Namun demikian, statemen ini jika kita tidak hati-hati akan menjerumuskan partai kiri sebagai partainya kaum intelektual. Atau partainya mereka yang bisa mikir thok. Dalam banyak pengalaman, kekhawatiran ini bukan tanpa alasan. Dalam kongres, misalnya, ketika tiba saat perumusan program, maka biasanya yang lebih banyak berdebat adalah para intelektualnya, yang sudah siap dengan setumpuk buku dan segudang argumen teoritik yang dihapalnya di luar kepala. Massa tinggal sebagai penonton, kadang bersemangat, kadang ketiduran karena ngantuk.
Karena bentuk organisasi mengikuti program, maka perpecahan di kalangan kiri juga sering bermula dari adanya perbedaan program ini. Kelompok A merasa bahwa programnyalah yang lebih benar (konsekuensinya bentuk organisasinya juga yang paling baik) dari kelompok B, begitu sebaliknya. Perbedaan faksional ini jika diwadahi secara demokratis tentu saja merupakan hal yang sangat positif. Tetapi, biasanya, jika sudah berbeda faksi, yang itu berarti berbeda metode perjuangan yang efektif serta bentuk organisasi yang tepat dalam mewadahi program tersebut, maka cepat atau lambat perpecahan hampir pasti menjadi mungkin. Maka ada banyak organisasi kiri, tapi semuanya kecil-kecil.

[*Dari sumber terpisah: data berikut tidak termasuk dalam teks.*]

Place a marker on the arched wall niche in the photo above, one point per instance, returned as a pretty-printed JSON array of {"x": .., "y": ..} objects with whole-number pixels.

Ketika kondisi ini terjadi, maka membangun persatuan gerakan begitu sulitnya. Si kecil-kecil ini, karena merasa masing-masing paling benar, justru sulit membangun konsensus, lebih-lebih mempertahankan konsensus yang sudah dibangun itu sekuat mungkin dari goyangan kiri-kanan. Karena sama-sama kecil, maka semuanya gampang terpelanting ke kiri dan ke kanan juga.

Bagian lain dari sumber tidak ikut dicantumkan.